Western blots. Protein was isolated from cells as described.21 Briefly, cell lysates were electrophoresed on 4–20% Pierce Precise Protein Gels (Thermo Scientific) and transferred onto nitrocellulose membranes. Membranes were probed with the following primary antibodies: rabbit-anti-ATG16L1 (1:500, Sigma) guineapig-anti-p62 (1:1,000, Progen Biotechnik, Heidelberg, Germany), rabbit anti-Caspase-1 (1:5,000, Dr Gabriel Nuñez), rat anti-Caspase-11 (1:250, Sigma), rat anti-NLRP3 (1:250, R&D Systems), and rabbit-anti-GAPDH (1:1,000, Cell Signaling Technology, Danvers, MA). Goat-anti-rabbit IgG-HRP, goat-anti-guinea pig IgG-HRP, and goat-anti-rat IgG-HRP secondaries (Santa Cruz Biotechnology, Dallas, TX) were used and detected by SuperSignal West Dura (Thermo Scientific).

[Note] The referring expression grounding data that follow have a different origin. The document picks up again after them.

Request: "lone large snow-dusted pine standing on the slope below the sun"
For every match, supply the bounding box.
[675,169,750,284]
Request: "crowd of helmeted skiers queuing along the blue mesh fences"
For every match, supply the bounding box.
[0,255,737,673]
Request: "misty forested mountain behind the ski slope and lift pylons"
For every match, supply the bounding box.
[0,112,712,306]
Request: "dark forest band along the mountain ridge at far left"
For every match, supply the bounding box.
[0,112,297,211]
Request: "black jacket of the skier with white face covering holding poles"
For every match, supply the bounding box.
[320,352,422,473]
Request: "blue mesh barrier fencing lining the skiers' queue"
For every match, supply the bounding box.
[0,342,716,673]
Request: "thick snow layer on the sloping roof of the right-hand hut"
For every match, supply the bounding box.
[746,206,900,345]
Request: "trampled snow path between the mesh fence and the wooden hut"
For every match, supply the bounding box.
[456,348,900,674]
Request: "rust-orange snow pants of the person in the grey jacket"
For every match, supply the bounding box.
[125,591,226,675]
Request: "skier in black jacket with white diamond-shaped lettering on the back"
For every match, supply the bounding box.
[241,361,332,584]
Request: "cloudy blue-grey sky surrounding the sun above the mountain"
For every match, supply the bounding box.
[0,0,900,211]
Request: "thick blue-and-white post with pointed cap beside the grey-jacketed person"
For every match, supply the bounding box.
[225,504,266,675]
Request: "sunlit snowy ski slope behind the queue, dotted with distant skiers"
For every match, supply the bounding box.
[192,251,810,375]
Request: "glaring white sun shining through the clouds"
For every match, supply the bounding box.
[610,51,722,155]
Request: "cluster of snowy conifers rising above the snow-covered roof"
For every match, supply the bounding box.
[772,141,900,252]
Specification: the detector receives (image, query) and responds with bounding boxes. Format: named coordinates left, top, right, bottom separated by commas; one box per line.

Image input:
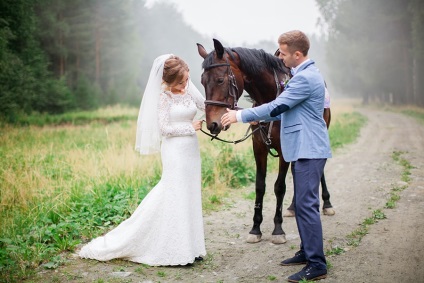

Statistical analyses. For time-course experiments, two-way ANOVAs with matching were used with Bonferroni post-tests for individual time points. To determine significance between two samples, unpaired t-tests, paired t-tests, or non-parametric Mann–Whitney U tests were performed by using the Graph Prism software (GraphPad Software, Inc., San Diego, CA). A value of P<0.05 was used as the cutoff for statistical significance.